Les marchés actions et l’or sont allés au tapis.

Pourtant, la Fed n’arrêtera pas d’imprimer. Elle ne le peut plus, et l’or, la relique barbare, n’a pas dit son dernier mot.

Pourquoi la Fed dit-elle qu’elle arrêtera ses mesures de soutien ?
Parce que cela n’est peut-être pas utile et pire, cela pourrait être nuisible.

Extrait des minutes des 29 et 30 janvier : “Un certain nombre de participants ont établi que l’évaluation de l’efficacité du coût et des risques des rachats d’actifs pourrait conduire le Comité à diminuer ou terminer ces rachats avant qu’on puisse constater une amélioration substantielle du marché de l’emploi”(1).

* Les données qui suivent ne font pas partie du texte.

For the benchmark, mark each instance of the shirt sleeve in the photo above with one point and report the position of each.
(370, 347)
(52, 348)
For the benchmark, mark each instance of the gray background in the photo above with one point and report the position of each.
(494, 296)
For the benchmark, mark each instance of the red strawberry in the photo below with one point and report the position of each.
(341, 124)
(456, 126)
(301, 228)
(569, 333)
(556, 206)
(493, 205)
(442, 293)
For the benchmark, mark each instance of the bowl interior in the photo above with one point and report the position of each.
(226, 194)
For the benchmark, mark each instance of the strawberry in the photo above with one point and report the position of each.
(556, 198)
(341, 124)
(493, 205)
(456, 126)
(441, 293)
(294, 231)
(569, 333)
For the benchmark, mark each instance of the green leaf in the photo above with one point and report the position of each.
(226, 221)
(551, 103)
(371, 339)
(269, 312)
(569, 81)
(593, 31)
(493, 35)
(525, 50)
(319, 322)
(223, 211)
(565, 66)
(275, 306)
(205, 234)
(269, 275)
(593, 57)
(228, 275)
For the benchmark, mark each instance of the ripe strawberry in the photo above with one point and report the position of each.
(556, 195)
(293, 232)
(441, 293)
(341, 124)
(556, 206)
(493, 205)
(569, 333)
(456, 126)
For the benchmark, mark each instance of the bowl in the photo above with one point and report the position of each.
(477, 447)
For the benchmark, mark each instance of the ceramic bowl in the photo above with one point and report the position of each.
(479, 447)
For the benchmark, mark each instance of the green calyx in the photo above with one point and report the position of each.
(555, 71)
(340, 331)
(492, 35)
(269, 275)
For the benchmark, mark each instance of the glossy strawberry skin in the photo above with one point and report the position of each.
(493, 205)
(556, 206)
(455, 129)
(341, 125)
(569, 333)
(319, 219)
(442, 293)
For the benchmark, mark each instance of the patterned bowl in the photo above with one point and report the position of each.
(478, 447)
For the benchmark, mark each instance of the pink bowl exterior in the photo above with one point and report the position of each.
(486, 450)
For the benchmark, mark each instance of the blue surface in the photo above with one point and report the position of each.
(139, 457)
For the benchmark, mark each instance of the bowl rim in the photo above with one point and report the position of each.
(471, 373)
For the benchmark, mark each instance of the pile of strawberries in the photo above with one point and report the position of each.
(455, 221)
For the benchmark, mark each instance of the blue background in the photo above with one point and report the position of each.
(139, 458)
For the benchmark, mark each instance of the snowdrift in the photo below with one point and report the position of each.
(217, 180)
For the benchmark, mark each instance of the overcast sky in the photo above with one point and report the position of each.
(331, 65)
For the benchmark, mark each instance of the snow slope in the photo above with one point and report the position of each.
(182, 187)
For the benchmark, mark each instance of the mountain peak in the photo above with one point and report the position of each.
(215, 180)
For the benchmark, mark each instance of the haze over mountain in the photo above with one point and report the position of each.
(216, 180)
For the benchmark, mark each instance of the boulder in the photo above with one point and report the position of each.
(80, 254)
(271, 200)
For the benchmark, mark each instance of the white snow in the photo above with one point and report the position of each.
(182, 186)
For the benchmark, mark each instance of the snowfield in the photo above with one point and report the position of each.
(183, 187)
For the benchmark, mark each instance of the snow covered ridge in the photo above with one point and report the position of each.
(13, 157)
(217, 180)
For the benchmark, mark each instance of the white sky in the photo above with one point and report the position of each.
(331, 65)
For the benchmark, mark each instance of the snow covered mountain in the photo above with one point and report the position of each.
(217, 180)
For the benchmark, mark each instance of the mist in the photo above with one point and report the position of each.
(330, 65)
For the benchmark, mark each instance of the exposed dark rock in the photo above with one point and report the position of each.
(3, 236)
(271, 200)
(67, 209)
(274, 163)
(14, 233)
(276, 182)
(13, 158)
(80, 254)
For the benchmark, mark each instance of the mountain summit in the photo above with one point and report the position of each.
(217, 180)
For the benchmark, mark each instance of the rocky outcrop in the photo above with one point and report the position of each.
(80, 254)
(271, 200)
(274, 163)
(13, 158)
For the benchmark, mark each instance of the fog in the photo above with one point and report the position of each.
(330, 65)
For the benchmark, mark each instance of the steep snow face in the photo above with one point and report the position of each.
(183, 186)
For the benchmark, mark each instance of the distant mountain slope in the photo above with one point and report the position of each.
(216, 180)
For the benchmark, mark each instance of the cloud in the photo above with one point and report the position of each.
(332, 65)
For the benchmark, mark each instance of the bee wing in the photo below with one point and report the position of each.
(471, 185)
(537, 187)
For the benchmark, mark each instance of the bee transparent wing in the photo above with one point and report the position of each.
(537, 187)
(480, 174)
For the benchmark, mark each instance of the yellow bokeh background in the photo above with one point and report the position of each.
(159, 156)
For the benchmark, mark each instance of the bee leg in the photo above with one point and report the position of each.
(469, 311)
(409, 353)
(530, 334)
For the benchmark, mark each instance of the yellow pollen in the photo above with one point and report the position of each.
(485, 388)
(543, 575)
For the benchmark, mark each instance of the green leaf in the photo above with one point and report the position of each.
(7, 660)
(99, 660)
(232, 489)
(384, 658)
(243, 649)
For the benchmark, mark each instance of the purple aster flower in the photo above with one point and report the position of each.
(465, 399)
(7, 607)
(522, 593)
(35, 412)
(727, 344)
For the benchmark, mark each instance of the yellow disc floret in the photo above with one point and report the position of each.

GKResearch dans sa note du 21 février signée Will Denyer (The Fed in The Red) fait remarquer que le doute étreint un certain nombre de participants car il y a désormais un danger clair et évident pour la Fed d’afficher des pertes. Si le QE3 se poursuivait durant 2013, la Fed pourrait basculer dans le rouge en 2015. Une partie (1 000Mds$) des actifs obligataires qu’elle détient est sensible à une hausse des taux. Or, les taux ne peuvent plus maintenant que bouger dans un seul sens : la hausse.

Fin 2012, un papier de la Fed (The Federal Reserve’s Balance Sheet and Earnings: A primer and Projections) divulgué en janvier calculait que pour éviter des pertes, il fallait arrêter le QE fin 2012.

Une Banque centrale américaine en perte pourrait ébranler la confiance du monde dans le dollar, devise de réserve mondiale. La vénération concernant les banques centrales en général et leur contrôle des monnaies fiduciaires et de l’économie pourrait s’évaporer.

Nous entrerions alors en territoire inconnu. Donc la Fed fait savoir qu’elle va arrêter ses mesures de soutien.

Le scénario de Goldman Sachs entre fiction et réalité

Fin 2012, Goldman Sachs avait prévu la baisse de l’or sur fond d’amélioration de l’économie américaine et de remontée du taux directeur de la Fed. La porosité entre Goldman Sachs et le monde politico-financier (voir Inside Job) est de notoriété publique. La reprise de l’économie américaine est la partie fantaisiste de ce scénario, mais la prévision de l’arrêt du QE lui donne de la crédibilité.

Seule une observation superficielle des chiffres peut permettre de croire à une quelconque reprise américaine. Les dernières mises en chantier de maison restent inférieures de 61% au niveau de 2006. Le chômage est toujours à un niveau élevé. Le chômage de longue durée est en progression fulgurante. Les créations d’emplois sont insuffisantes. Le PIB est surestimé du fait d’une minoration de l’inflation suite à un changement de mode de calcul entrée en vigueur dans les années 1990. La production industrielle n’a pas retrouvé son niveau d’avant-crise. La balance commerciale est toujours déficitaire. La consommation ne tient que par les 1 000Mds$ de prêts étudiants. Sans ces prêts, elle serait au niveau de 2005. Toutes les données chiffrées sont ici .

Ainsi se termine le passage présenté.